Она махнула рукой в ту сторону, откуда они только что вернулись.
— Там ребята…
Он ничего не спросил.
Обнял и несколько минут тяжело дышал в плечо.
Потом пошел вниз.
…Богоматерь смотрела на нее одним — правым — глазом.
Он уже был таким, каким нарисовал его неизвестный художник эпохи Возрождения: светло-голубым, как рыбка на глубине. Левый еще требовал как минимум двухдневной работы. Икона была так себе, из детской спальни. Выражение лица — достаточно нейтральное, умиротворенное. Вокруг реставрационного станка Энжи налепила с десяток фотографий, сделанных в разные годы с начала двадцатого века, на которых эта Богоматерь была в разных ракурсах.
Можно было бы обойтись и без этого (по крайней мере, Робби достаточно поиздевался над ее добросовестностью), но ей важно было видеть, как эта невзрачная икона в течение многих десятилетий оживляла интерьер.
Энжи надвинула на глаза увеличительные очки, поправила лампу и погрузилась в работу.

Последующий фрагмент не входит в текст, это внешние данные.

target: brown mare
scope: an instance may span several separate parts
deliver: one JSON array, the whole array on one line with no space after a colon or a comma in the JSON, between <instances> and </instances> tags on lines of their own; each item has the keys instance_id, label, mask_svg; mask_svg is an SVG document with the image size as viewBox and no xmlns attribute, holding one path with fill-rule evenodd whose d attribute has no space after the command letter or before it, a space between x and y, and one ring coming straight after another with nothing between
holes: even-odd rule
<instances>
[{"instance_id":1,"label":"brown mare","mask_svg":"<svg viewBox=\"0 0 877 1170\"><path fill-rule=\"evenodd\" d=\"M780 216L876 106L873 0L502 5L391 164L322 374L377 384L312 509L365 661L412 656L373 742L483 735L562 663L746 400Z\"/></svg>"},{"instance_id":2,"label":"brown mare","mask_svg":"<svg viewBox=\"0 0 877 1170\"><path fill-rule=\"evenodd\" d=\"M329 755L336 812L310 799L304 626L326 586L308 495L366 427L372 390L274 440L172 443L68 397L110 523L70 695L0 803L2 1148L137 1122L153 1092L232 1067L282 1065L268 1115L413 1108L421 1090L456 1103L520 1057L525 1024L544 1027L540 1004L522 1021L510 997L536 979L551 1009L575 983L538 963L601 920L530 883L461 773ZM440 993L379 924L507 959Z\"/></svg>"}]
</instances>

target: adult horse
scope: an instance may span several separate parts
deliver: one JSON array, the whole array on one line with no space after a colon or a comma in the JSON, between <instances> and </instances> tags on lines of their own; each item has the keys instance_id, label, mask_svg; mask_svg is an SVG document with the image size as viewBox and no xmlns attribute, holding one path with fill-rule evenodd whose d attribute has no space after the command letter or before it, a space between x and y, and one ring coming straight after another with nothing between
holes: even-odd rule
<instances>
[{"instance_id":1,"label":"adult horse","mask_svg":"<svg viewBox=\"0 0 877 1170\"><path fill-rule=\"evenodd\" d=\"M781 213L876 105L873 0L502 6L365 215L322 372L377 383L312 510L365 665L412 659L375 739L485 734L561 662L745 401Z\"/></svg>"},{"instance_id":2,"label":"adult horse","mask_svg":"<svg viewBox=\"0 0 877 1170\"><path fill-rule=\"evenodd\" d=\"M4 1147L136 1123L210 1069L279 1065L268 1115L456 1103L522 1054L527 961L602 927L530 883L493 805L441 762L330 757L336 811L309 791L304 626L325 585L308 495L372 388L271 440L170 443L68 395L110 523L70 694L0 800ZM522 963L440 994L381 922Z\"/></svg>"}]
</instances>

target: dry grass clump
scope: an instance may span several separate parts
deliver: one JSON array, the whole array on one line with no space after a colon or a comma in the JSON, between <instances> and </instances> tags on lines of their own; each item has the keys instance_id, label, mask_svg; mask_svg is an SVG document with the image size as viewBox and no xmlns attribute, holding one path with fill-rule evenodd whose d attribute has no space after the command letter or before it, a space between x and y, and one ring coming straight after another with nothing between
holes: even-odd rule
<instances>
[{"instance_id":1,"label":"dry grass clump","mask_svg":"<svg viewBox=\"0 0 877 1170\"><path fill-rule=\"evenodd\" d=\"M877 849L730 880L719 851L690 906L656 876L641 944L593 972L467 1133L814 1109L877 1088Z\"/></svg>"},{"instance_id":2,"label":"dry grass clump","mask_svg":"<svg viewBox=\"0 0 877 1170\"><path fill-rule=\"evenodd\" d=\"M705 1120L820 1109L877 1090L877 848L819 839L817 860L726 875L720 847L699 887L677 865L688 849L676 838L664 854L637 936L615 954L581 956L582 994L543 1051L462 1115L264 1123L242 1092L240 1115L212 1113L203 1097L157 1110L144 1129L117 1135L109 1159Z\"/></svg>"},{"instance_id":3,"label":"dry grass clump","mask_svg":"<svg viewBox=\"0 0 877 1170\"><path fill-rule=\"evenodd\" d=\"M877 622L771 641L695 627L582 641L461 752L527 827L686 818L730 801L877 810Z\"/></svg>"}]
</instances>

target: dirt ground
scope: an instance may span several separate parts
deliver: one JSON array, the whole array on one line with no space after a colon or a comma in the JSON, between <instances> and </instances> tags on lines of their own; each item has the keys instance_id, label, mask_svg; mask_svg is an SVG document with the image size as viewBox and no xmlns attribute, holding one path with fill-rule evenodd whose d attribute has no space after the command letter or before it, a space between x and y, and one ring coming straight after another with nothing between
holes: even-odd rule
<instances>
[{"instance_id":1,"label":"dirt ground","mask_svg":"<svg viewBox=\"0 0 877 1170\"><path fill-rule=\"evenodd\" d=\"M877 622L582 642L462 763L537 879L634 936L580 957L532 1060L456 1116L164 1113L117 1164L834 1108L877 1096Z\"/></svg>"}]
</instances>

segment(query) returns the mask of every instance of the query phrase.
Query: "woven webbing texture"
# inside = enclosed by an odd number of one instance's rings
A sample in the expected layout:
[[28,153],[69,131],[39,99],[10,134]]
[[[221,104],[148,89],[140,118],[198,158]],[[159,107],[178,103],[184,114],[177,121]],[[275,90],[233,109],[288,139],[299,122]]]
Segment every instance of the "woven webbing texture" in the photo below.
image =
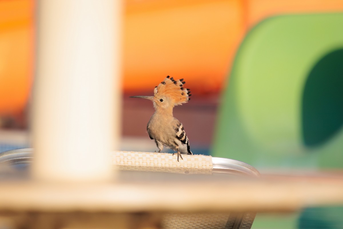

В мастерской было довольно холодно.
Сквозь щель в окне виднелись белые тропы геометрического парка. Он напоминал нарезанный равными кусками торт.
Энжи сделала десять прикосновений кистью к левому глазу Богоматери, отсчитывая мгновения между двумя ударами сердца. Робби смеялся бы.
Энжи посмотрела в окно и натянула на голову клетчатую вязаную шапку. Сейчас, в восемь часов, здесь еще холодно, но до прихода коллег — мистера Харпера и Робби — воздух медленно прогреется.